On North Korea, he expects Obama to engage in more dialogue, while McCain would have resorted to harsher measures, such as a trade embargo.
Meanwhile, Republicans Abroad Japan representative William Saito said that despite the defeat of his candidate, it was worth volunteering for John McCain’s campaign because the discussions and debates will give the president-elect a better understanding of the issues.
“There is always half the people in the U.S. who are disappointed (after an election).
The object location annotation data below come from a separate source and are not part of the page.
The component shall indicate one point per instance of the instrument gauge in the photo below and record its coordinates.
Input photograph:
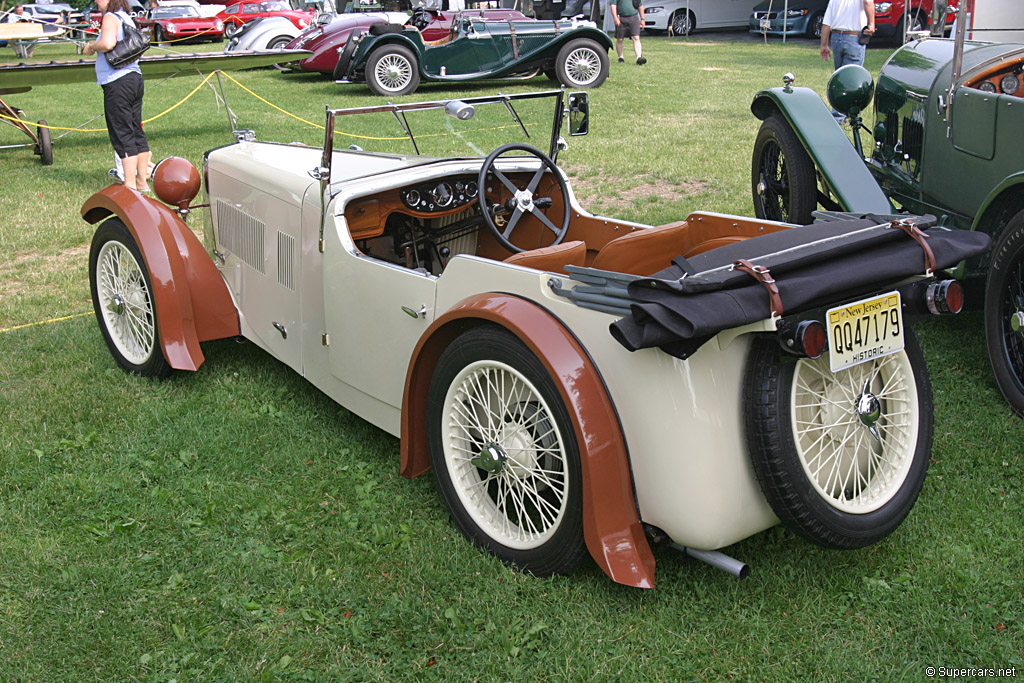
(442, 195)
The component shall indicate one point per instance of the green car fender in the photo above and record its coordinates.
(852, 184)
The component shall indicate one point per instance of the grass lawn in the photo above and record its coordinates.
(237, 524)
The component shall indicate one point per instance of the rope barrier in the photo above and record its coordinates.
(37, 324)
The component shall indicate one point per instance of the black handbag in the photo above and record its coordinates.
(128, 48)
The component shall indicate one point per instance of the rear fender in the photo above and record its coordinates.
(611, 524)
(827, 144)
(192, 300)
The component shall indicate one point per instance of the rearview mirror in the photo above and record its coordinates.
(939, 11)
(579, 114)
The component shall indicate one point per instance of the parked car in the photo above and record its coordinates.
(392, 59)
(801, 17)
(466, 302)
(267, 33)
(327, 39)
(181, 24)
(892, 19)
(944, 141)
(236, 15)
(682, 16)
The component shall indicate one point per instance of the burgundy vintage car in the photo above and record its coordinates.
(180, 24)
(236, 15)
(327, 40)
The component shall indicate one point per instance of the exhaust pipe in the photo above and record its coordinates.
(717, 559)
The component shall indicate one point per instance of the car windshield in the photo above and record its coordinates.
(436, 131)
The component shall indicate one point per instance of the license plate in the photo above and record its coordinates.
(864, 330)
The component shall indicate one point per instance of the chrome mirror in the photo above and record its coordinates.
(579, 114)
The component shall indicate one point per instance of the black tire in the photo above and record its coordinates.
(782, 176)
(582, 63)
(527, 519)
(814, 26)
(799, 415)
(45, 145)
(122, 298)
(1005, 309)
(681, 23)
(391, 71)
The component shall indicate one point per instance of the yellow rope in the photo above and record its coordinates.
(52, 319)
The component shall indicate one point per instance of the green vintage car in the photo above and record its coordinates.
(393, 59)
(947, 139)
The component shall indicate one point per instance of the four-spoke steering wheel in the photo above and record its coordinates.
(421, 18)
(522, 200)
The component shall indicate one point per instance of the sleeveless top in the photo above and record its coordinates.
(107, 74)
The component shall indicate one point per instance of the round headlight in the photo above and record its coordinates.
(1010, 84)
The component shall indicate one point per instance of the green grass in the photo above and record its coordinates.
(236, 524)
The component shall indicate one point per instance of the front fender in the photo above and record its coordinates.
(192, 300)
(611, 524)
(833, 153)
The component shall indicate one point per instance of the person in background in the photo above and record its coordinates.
(629, 19)
(123, 91)
(23, 49)
(842, 27)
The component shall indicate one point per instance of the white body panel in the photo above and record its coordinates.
(682, 419)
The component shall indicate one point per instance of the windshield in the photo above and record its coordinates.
(430, 129)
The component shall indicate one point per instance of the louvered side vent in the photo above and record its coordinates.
(286, 260)
(242, 235)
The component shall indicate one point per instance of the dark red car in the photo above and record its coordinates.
(180, 24)
(236, 15)
(326, 39)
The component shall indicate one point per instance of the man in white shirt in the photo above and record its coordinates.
(841, 29)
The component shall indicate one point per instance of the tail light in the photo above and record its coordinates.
(807, 338)
(944, 297)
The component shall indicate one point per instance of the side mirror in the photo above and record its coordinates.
(579, 114)
(939, 11)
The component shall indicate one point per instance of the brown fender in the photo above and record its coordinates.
(192, 300)
(611, 524)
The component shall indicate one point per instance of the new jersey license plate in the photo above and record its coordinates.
(864, 330)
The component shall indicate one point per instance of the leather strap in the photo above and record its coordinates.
(919, 236)
(763, 275)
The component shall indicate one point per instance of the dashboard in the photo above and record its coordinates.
(440, 196)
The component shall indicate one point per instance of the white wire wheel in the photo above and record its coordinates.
(122, 295)
(504, 453)
(392, 70)
(840, 457)
(582, 63)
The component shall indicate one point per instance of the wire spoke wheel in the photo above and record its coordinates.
(852, 468)
(504, 453)
(122, 295)
(840, 457)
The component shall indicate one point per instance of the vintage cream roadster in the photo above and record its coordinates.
(578, 383)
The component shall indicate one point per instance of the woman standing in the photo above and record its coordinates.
(122, 96)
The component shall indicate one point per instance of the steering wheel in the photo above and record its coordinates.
(421, 18)
(522, 200)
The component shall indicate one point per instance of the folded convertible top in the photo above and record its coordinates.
(681, 307)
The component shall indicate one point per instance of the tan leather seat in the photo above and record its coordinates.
(643, 252)
(553, 258)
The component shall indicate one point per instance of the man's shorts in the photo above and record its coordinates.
(628, 26)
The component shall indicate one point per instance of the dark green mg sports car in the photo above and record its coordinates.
(947, 139)
(393, 59)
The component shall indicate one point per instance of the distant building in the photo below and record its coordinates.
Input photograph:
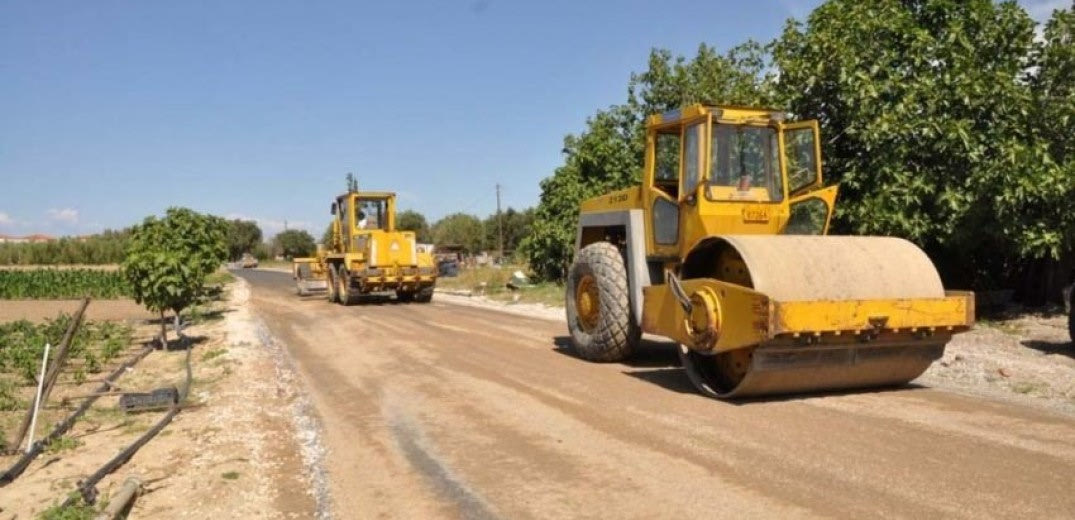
(33, 239)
But that disappointment doesn’t last very long,” said Saito, 37, a Japanese-American from California who runs a company in Tokyo. “I think come January, (when) the president is inaugurated, the American people will do a good job backing him.”
In contrast with the election frenzy the Americans experienced, the Japanese interviewed on the streets of Tokyo’s Ginza district Wednesday were taking the election more calmly.
Masao Kamiyama, 73, who owns a grocery store in Saitama Prefecture, said he wasn’t particularly interested in the U.S. presidential elections and did not favor either Obama or McCain, while Keisuke Fukano, 23, an office worker, said he “favored Obama for his oratorical skills and charisma.”
Ayako Sano, 25, an advertising employee, said the global financial crisis is such a big event that it has overshadowed the presidential election.
“I don’t think the next U.S. president will be able to change much of the current situation,” she said.
As for Obama’s stance toward Japan, she said Obama would probably keep the U.S.-Japan relationship stable.
U.S. Democrats meanwhile have high expectations for Obama in light of America’s mounting troubles. An exit poll suggested voters’ biggest interests are the economic crisis and war in Iraq.
“It’s not just the beginning,” said Terri MacMillan, a media coordinator for Democrats Abroad Japan. “It’s a bad time to be the president. Who wants to be a president? It’s somebody who’s going to really do it for us.”